I used to say, “I’d love to learn piano, but it’ll take years before I’m any good.” I imagined myself hunched over a keyboard, fumbling through scales, hitting the wrong notes, and thinking, Who has that kind of patience?

But then, one random Tuesday afternoon, I had this ridiculous realization: five years from now, those five years will have passed anyway. Whether I spend them complaining about how long piano takes or actually playing it is completely up to me.

And honestly, that thought kind of flipped a switch. I pictured future-me sitting at the piano, hands gliding over the keys, maybe even playing something that sounded half-decent. Then I pictured future-me who never started—still saying, “Yeah, I always wanted to learn piano.” The second version of me looked bored. The first one looked content. So I went for it.

Starting Is the Hardest Part

That first week? A symphony of wrong notes and self-doubt. My cat actually left the room. But there was something kind of addictive about it—the challenge, the incremental progress. Every new chord I learned was like unlocking a secret door.

And that’s the thing with time-based fears: they’re sneaky. We convince ourselves that something isn’t “worth” the years it’ll take, but we’re already spending those years doing something else—scrolling, waiting, wishing.

Time doesn’t care what we do with it. It’s going to keep moving, whether we learn the piano or not, write the book or not, take the trip or not.

The Magic of Compounding Effort

Here’s where it gets wild: after a few months of sticking with it, my fingers stopped rebelling. I could play a melody without looking down every two seconds. A year in, I could play simple songs. And five years later—yep, the same five years I once said were “too long”—I actually sounded… good.

Not concert pianist good.

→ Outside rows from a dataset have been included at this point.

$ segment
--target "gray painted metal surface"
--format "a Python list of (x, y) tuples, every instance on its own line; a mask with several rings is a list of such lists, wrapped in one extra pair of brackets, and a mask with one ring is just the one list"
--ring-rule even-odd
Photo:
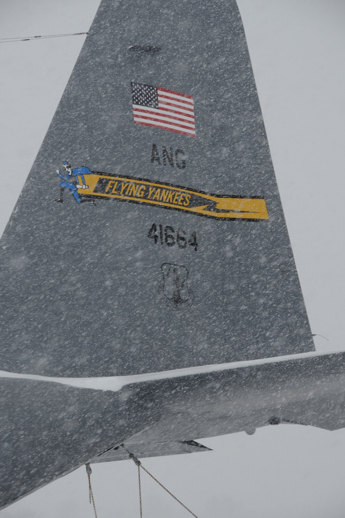
[(151, 444), (154, 456), (161, 447), (155, 452), (154, 443), (283, 420), (328, 430), (345, 425), (344, 352), (143, 381), (116, 392), (18, 378), (0, 378), (0, 508), (123, 442), (142, 445), (133, 448), (138, 453)]
[[(138, 44), (162, 50), (128, 50)], [(131, 81), (192, 96), (196, 137), (134, 124)], [(153, 143), (161, 165), (151, 163)], [(163, 165), (163, 146), (174, 160), (183, 150), (184, 169)], [(58, 203), (64, 160), (263, 197), (269, 220), (218, 221), (106, 198), (95, 207), (67, 190)], [(154, 223), (159, 234), (160, 224), (163, 234), (172, 227), (175, 240), (179, 228), (187, 239), (195, 232), (197, 251), (164, 236), (155, 243)], [(0, 251), (3, 369), (127, 375), (313, 349), (235, 2), (138, 0), (128, 11), (127, 2), (104, 0)], [(158, 293), (164, 264), (179, 268), (175, 284), (188, 270), (194, 299), (182, 294), (193, 302), (182, 310)]]
[[(180, 127), (193, 98), (195, 136), (135, 124), (132, 88), (159, 117), (158, 88), (179, 98), (166, 118)], [(103, 0), (1, 239), (0, 286), (1, 368), (13, 372), (124, 376), (313, 350), (233, 0)], [(303, 410), (315, 362), (118, 394), (0, 379), (1, 505), (124, 440), (176, 444), (281, 413), (343, 426), (336, 383), (324, 401), (337, 419), (322, 421), (321, 393), (317, 419)]]

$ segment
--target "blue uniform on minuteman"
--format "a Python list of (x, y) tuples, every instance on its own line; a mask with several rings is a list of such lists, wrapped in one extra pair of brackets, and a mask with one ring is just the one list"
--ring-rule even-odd
[(62, 203), (64, 200), (64, 191), (65, 189), (68, 189), (68, 191), (70, 191), (72, 195), (78, 203), (81, 203), (82, 201), (91, 202), (94, 205), (95, 205), (93, 198), (82, 199), (78, 192), (78, 189), (87, 189), (88, 186), (86, 185), (84, 175), (91, 174), (92, 171), (89, 169), (89, 167), (85, 167), (84, 166), (73, 169), (70, 164), (66, 161), (64, 162), (63, 166), (66, 172), (65, 176), (61, 174), (58, 169), (56, 169), (58, 176), (64, 181), (60, 182), (60, 197), (55, 200), (55, 202), (60, 202), (60, 203)]

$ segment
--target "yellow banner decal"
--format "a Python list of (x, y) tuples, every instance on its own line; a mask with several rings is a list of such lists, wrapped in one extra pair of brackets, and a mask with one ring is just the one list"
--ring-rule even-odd
[(218, 220), (268, 219), (263, 198), (208, 194), (168, 183), (100, 172), (84, 176), (87, 188), (78, 189), (81, 195), (113, 198)]

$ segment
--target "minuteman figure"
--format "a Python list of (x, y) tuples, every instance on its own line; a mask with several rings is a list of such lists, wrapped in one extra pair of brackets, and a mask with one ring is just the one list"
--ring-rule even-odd
[(77, 169), (73, 169), (70, 164), (68, 164), (66, 161), (63, 163), (63, 167), (66, 172), (65, 176), (62, 175), (58, 169), (56, 169), (58, 176), (62, 178), (64, 181), (60, 182), (60, 197), (56, 199), (55, 202), (60, 202), (60, 203), (62, 203), (64, 200), (64, 191), (65, 189), (68, 189), (70, 191), (78, 203), (81, 203), (82, 202), (91, 202), (95, 206), (96, 204), (93, 198), (87, 198), (82, 199), (78, 193), (78, 189), (88, 189), (88, 186), (86, 185), (84, 175), (92, 173), (89, 167), (83, 166), (82, 167), (77, 167)]

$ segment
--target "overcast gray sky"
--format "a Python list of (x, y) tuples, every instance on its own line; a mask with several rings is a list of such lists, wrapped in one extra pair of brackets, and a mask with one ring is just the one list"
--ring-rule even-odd
[[(1, 0), (0, 37), (87, 31), (98, 4)], [(316, 337), (317, 349), (345, 349), (345, 3), (238, 4), (312, 330), (329, 339)], [(0, 233), (84, 37), (0, 45)], [(200, 442), (214, 451), (143, 462), (199, 518), (343, 516), (344, 430), (281, 425)], [(139, 516), (136, 476), (129, 461), (94, 467), (99, 518)], [(144, 473), (145, 516), (188, 515), (147, 478)], [(92, 518), (84, 468), (2, 512), (4, 518)]]

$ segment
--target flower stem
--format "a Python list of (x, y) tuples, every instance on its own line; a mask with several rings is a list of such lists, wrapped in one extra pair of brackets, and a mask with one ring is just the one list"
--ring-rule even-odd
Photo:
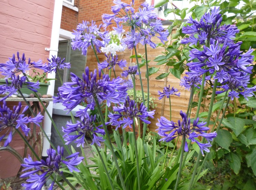
[(184, 149), (185, 147), (185, 143), (186, 142), (186, 136), (183, 135), (182, 139), (182, 145), (181, 147), (181, 160), (180, 161), (180, 166), (179, 168), (179, 171), (178, 172), (178, 176), (177, 177), (177, 180), (176, 180), (176, 184), (175, 184), (175, 187), (174, 190), (177, 190), (177, 188), (178, 187), (178, 184), (180, 183), (180, 178), (181, 175), (181, 171), (182, 170), (182, 160), (183, 159), (183, 155), (184, 153)]
[[(133, 123), (132, 124), (132, 130), (133, 131), (133, 137), (134, 137), (134, 145), (135, 148), (135, 156), (136, 157), (136, 163), (137, 166), (137, 178), (138, 180), (138, 186), (139, 190), (140, 190), (140, 165), (139, 164), (139, 156), (138, 156), (138, 149), (137, 147), (137, 141), (136, 139), (136, 133), (135, 133), (135, 127), (134, 126), (134, 120), (132, 120)], [(139, 122), (140, 122), (139, 121)], [(138, 139), (139, 139), (138, 138)]]
[[(145, 44), (145, 56), (146, 56), (146, 73), (147, 77), (147, 111), (149, 111), (149, 78), (148, 77), (148, 63), (147, 62), (147, 44), (146, 43)], [(139, 66), (138, 66), (139, 67)], [(143, 96), (143, 98), (144, 96)], [(145, 104), (144, 104), (145, 105)], [(146, 120), (148, 120), (148, 117), (147, 117)], [(142, 142), (144, 142), (145, 137), (146, 136), (146, 130), (147, 125), (144, 123), (143, 126), (143, 135), (142, 136)]]
[(60, 81), (60, 84), (61, 84), (62, 85), (63, 85), (63, 82), (62, 81), (62, 79), (60, 76), (60, 74), (59, 73), (59, 70), (58, 69), (57, 69), (57, 70), (58, 74), (59, 75), (59, 78)]
[(35, 153), (35, 152), (34, 149), (33, 149), (33, 148), (31, 146), (31, 145), (30, 145), (29, 143), (28, 142), (28, 141), (27, 140), (27, 139), (26, 139), (26, 138), (25, 138), (24, 136), (22, 135), (21, 132), (20, 132), (20, 131), (19, 131), (19, 130), (18, 130), (17, 129), (16, 129), (16, 128), (15, 128), (15, 130), (16, 130), (17, 132), (18, 133), (18, 134), (19, 135), (19, 136), (20, 136), (20, 137), (22, 138), (22, 140), (24, 141), (24, 142), (25, 143), (25, 144), (26, 144), (26, 145), (28, 146), (28, 147), (29, 148), (29, 149), (31, 151), (31, 152), (32, 152), (32, 153), (33, 154), (34, 156), (35, 157), (37, 158), (37, 159), (38, 160), (40, 160), (40, 158), (38, 156), (37, 154), (36, 153)]
[[(215, 79), (215, 80), (214, 80), (214, 83), (213, 84), (213, 87), (212, 89), (212, 98), (211, 99), (210, 105), (209, 107), (209, 110), (208, 110), (208, 116), (207, 117), (207, 119), (206, 120), (207, 123), (205, 125), (206, 127), (208, 127), (209, 126), (209, 124), (210, 123), (210, 120), (211, 119), (211, 116), (212, 115), (212, 110), (213, 106), (213, 103), (214, 102), (214, 99), (215, 99), (215, 95), (216, 92), (216, 89), (217, 88), (217, 83), (218, 79)], [(202, 82), (202, 84), (203, 84)], [(196, 117), (196, 118), (197, 117)], [(197, 173), (197, 169), (199, 166), (199, 164), (200, 162), (200, 159), (201, 157), (202, 154), (201, 152), (199, 152), (198, 153), (198, 155), (197, 156), (197, 161), (196, 162), (196, 164), (195, 165), (195, 166), (194, 166), (194, 171), (193, 171), (193, 174), (192, 174), (192, 176), (191, 177), (191, 179), (190, 179), (190, 183), (189, 183), (188, 190), (191, 190), (193, 185), (194, 184), (194, 180), (195, 180), (195, 177)]]
[(204, 81), (205, 79), (205, 74), (204, 73), (203, 74), (203, 76), (202, 77), (202, 84), (200, 90), (200, 94), (199, 95), (199, 99), (198, 99), (198, 104), (197, 105), (197, 113), (196, 114), (195, 118), (197, 118), (198, 117), (199, 115), (199, 111), (200, 111), (200, 107), (201, 106), (201, 102), (203, 97), (203, 89), (204, 86)]
[(106, 133), (106, 134), (107, 135), (106, 139), (107, 140), (109, 144), (110, 145), (110, 151), (111, 152), (112, 156), (113, 157), (113, 159), (114, 160), (114, 161), (115, 162), (116, 167), (116, 170), (117, 171), (117, 173), (118, 173), (118, 175), (119, 176), (119, 177), (120, 178), (120, 179), (121, 181), (121, 183), (122, 185), (123, 189), (124, 190), (126, 190), (126, 188), (125, 187), (125, 185), (124, 181), (124, 179), (123, 178), (122, 173), (121, 173), (121, 171), (120, 170), (120, 169), (118, 164), (118, 162), (117, 162), (117, 159), (116, 158), (116, 155), (115, 153), (115, 151), (114, 150), (113, 145), (112, 145), (112, 144), (111, 142), (110, 137), (109, 136), (109, 132), (108, 131), (108, 129), (107, 129), (106, 126), (106, 125), (104, 122), (104, 117), (103, 116), (103, 114), (102, 114), (100, 109), (100, 105), (99, 103), (99, 102), (98, 101), (97, 97), (94, 96), (94, 101), (96, 103), (96, 105), (97, 107), (97, 108), (98, 109), (98, 111), (99, 111), (99, 114), (100, 115), (100, 120), (101, 120), (101, 123), (102, 123), (103, 128), (104, 128), (105, 132)]

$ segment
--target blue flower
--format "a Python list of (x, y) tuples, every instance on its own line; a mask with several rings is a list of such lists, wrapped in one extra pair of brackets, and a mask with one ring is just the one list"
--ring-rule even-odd
[(256, 86), (251, 88), (247, 87), (247, 83), (249, 83), (250, 80), (250, 75), (242, 73), (239, 77), (235, 78), (228, 75), (227, 78), (224, 80), (223, 85), (219, 86), (224, 90), (217, 91), (216, 94), (220, 94), (229, 91), (228, 96), (230, 97), (231, 100), (233, 100), (235, 98), (239, 98), (239, 94), (242, 95), (247, 100), (247, 97), (255, 96), (253, 92), (256, 91)]
[(117, 104), (125, 101), (127, 90), (126, 86), (120, 84), (123, 79), (118, 77), (111, 81), (107, 75), (103, 75), (101, 78), (100, 70), (98, 72), (99, 78), (97, 77), (97, 70), (95, 69), (90, 74), (88, 67), (83, 74), (82, 79), (70, 73), (72, 82), (66, 82), (59, 88), (62, 104), (67, 110), (73, 109), (88, 98), (91, 101), (87, 107), (91, 110), (94, 109), (96, 106), (94, 98), (106, 100), (109, 107), (112, 102)]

But good enough that I could sit down, play something I loved, and feel proud.

It reminded me that most worthwhile things have a long runway. You plant a seed, and you don’t see much for a while—just dirt and doubt. But give it time (and some persistence), and suddenly you’ve got something beautiful growing.

Time Will Pass Anyway

I think about this quote whenever I hesitate on something new—learning a language, starting a side hustle, writing another book. My brain still likes to whisper, “But that’ll take forever.” And now I just shrug and think, “So what? Forever’s coming anyway.”

Maybe that’s the quiet power of Nightingale’s quote: it strips away the illusion that waiting is safer. The time will go by whether we try or not, so we might as well fill it with the messy, joyful stuff that makes us feel alive.

So if there’s something you’ve been putting off because it’ll “take too long,” consider this your nudge. Five years from now, you’ll either have five years of progress—or five years of regret. Personally, I’ll take the progress, wrong notes and all.